We tested CMAP on the CASP12 RR (Residue-Residue) benchmark [62], which is composed of 37 protein chains/domains of the Free Modeling class (FM), i.e. protein targets for which no obvious protein homologs could be found at the time of the experiment (May-August 2016). To ensure a fair comparison with the predictors which participated in CASP12, we performed the benchmark in the same conditions to which all the other predictors where subjected at the time of the CASP experiment. We made sure that all protein structures (from Apr, 2016) in the training set (Apr, 2016) and sequences (from Feb, 2016) in the HHblist HMM and UniRef100 databases were released before CASP12 started.

To test SS-RSA, we calculated the secondary structure (SS) and the Relative accessible Surface Area (RSA) with DSSP 2.0.4 [63]. We reduced the eight SS classes (G, H, I, E, B, S, T, C) to the more common three classes: Coil, Helix, Extended (C, H, E). We used the theoretical Maximum Accessibility Surface Area (Max ASA) defined in [64] to calculate the RSA from the absolute surface areas (ASA) in the DSSP output and we used [0, 0.04], (0.04, 0.25], (0.25, 0.5], (0.5, 1] as thresholds for the four-class RSA predictions (Buried, Partially Buried, Partially Accessible, Accessible), and [0, 0.25], (0.25, 1] as thresholds for the two-class RSA predictions (Buried, Accessible). We discarded the proteins for which DSSP could not produce an output, as well as those that had irregularities in their PDB formats. The final set contained 9,680 protein chains.

2.4.4 Quality measures.

The measure of the performance of the trained ensemble of SS-RSA networks is the three-class accuracy (Q3) for SS and the four-class and two-class accuracy for RSA, which are calculated by dividing the number of correctly classified residues by the total number of residues in the dataset.
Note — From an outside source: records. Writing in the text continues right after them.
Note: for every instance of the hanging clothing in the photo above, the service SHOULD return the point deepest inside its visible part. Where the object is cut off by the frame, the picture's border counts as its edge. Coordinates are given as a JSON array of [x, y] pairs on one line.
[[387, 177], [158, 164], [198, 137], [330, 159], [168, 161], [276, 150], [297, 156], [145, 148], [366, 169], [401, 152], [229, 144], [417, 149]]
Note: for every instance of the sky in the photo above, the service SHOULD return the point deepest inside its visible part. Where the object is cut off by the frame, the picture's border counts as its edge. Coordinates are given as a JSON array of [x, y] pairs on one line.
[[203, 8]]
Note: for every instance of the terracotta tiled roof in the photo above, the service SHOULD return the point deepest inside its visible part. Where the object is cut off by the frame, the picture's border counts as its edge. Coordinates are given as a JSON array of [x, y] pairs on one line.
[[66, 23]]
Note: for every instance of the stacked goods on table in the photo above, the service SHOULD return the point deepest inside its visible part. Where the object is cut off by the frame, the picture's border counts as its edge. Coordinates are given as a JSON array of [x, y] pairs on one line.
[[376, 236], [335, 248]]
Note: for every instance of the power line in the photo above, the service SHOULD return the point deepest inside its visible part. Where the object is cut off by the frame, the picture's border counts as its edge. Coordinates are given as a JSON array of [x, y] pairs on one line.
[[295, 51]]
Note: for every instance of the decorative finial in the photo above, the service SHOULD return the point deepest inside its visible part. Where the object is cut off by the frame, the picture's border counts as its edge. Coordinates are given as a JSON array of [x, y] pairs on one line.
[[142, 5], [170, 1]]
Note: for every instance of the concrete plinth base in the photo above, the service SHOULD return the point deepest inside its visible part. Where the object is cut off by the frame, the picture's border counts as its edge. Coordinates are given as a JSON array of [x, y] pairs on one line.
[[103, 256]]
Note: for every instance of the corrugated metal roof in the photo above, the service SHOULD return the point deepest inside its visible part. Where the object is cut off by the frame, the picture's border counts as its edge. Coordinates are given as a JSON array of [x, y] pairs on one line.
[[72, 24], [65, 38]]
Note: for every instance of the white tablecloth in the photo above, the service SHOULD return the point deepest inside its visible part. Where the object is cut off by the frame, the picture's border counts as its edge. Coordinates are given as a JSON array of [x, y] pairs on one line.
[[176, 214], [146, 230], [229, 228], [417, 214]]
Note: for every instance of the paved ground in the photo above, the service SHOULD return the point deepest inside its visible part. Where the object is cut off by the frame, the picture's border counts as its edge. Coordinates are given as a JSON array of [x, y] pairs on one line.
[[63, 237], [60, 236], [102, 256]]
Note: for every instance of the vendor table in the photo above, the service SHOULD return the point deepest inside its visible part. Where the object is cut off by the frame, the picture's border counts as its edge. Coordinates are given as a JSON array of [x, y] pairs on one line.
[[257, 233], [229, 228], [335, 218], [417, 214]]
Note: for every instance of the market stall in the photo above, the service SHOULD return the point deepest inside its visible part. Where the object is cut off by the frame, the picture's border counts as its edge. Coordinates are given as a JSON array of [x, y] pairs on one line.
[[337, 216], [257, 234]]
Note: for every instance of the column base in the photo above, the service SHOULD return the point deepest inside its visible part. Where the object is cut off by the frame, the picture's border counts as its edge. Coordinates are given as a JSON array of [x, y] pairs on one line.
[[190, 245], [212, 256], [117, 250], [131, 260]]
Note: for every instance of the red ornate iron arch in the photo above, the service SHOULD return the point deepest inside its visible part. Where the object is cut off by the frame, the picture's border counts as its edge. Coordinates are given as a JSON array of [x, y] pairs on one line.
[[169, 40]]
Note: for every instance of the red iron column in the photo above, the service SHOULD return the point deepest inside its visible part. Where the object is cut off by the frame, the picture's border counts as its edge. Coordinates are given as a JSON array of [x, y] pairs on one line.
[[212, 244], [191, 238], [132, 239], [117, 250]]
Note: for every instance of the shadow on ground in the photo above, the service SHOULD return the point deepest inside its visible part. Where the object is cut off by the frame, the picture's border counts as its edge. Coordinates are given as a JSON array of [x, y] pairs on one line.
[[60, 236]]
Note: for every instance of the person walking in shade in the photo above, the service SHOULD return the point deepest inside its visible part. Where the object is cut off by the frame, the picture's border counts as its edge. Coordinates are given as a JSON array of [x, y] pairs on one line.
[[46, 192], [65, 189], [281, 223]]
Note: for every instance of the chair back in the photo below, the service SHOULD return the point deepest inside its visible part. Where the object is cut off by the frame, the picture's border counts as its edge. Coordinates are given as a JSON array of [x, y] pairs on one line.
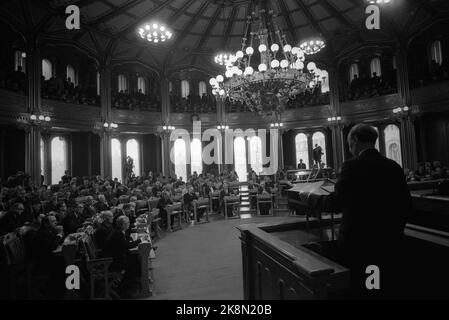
[[141, 206], [153, 202], [89, 247], [215, 195], [202, 203], [81, 199], [176, 207], [15, 248], [232, 199], [123, 199]]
CMAP predictions for the CASP12 RR benchmark set were evaluated in accordance with the CASP criteria by calculating the accuracy of the top L/5 predicted long-range contacts, where L is the length of the protein, and the long-range contacts are contacts between residues with sequence separation distance over 23.

2.4.5 Ensembling.

Ensembling models usually yield a consensus model that performs better than any of the networks included in the ensemble [65]. Several networks both for CMAP and SS-RSA have been trained with different parameters (see “Results” section). Even though some models have worse performances on average, they are still saved. All the saved models that have been trained on the same set are used at testing time. The outputs from each model are ensembled to determine the final output. This is done by averaging all outputs from the softmax units and selecting the final class by picking the class with the highest average probability.
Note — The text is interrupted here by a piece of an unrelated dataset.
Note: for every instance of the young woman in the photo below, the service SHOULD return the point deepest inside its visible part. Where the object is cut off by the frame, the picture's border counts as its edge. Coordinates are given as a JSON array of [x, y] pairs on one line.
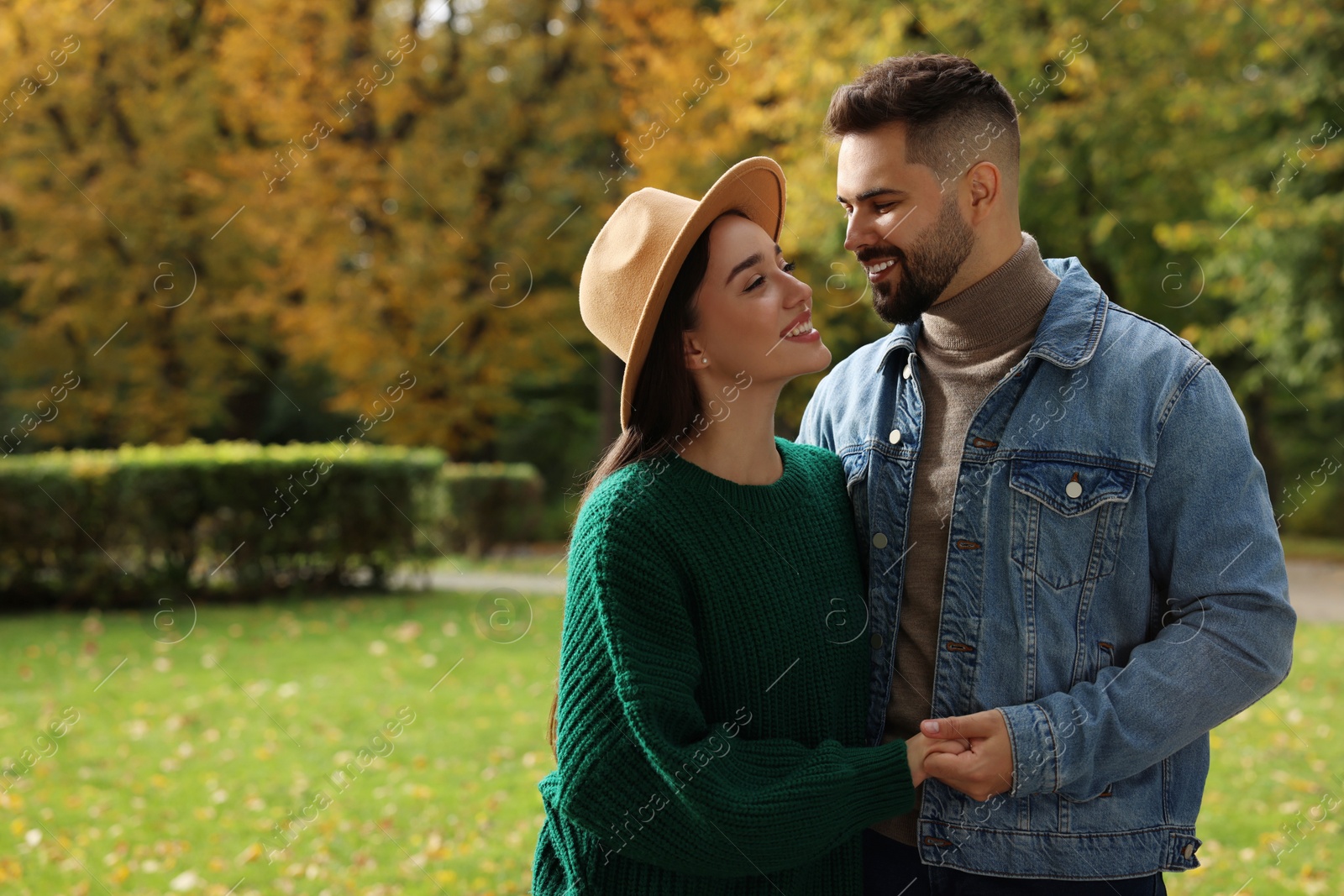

In the CMAP case, each model in the ensemble is used to make two predictions for each target using either HHblits or JackHMMER alignment. Although the CMAP network is trained only on HHblits alignments, using the JackHMMER alignments in the ensemble improved the overall accuracy of the predictor.

3 Results and discussion

3.1 Embeddings

Tensorboard in Tensorflow can be used to visualize the output of the embeddings layer to see how each residue type is mapped on the output space. In Fig 2 we show the embeddings outputs for an early version of the SS-RSA network where each amino acid type is mapped on a 4D space. The 4D vectors are projected onto a 2D space by principal component analysis on Tensorboard. In the figure, the amino acids that are the closest (lowest cosine between the 4D vectors) to lysine (Fig 2a) and tryptophan (Fig 2b) are highlighted. The amino acids closest to lysine (K) are histidine (H) and arginine (R), which makes sense, since they can all be positively charged. Similarly, the residues closest to the hydrophobic tryptophan (W) are also hydrophobic, indicating that the embeddings can discriminate between different kinds of amino acids and map them onto a space that makes sense from a chemical point of view.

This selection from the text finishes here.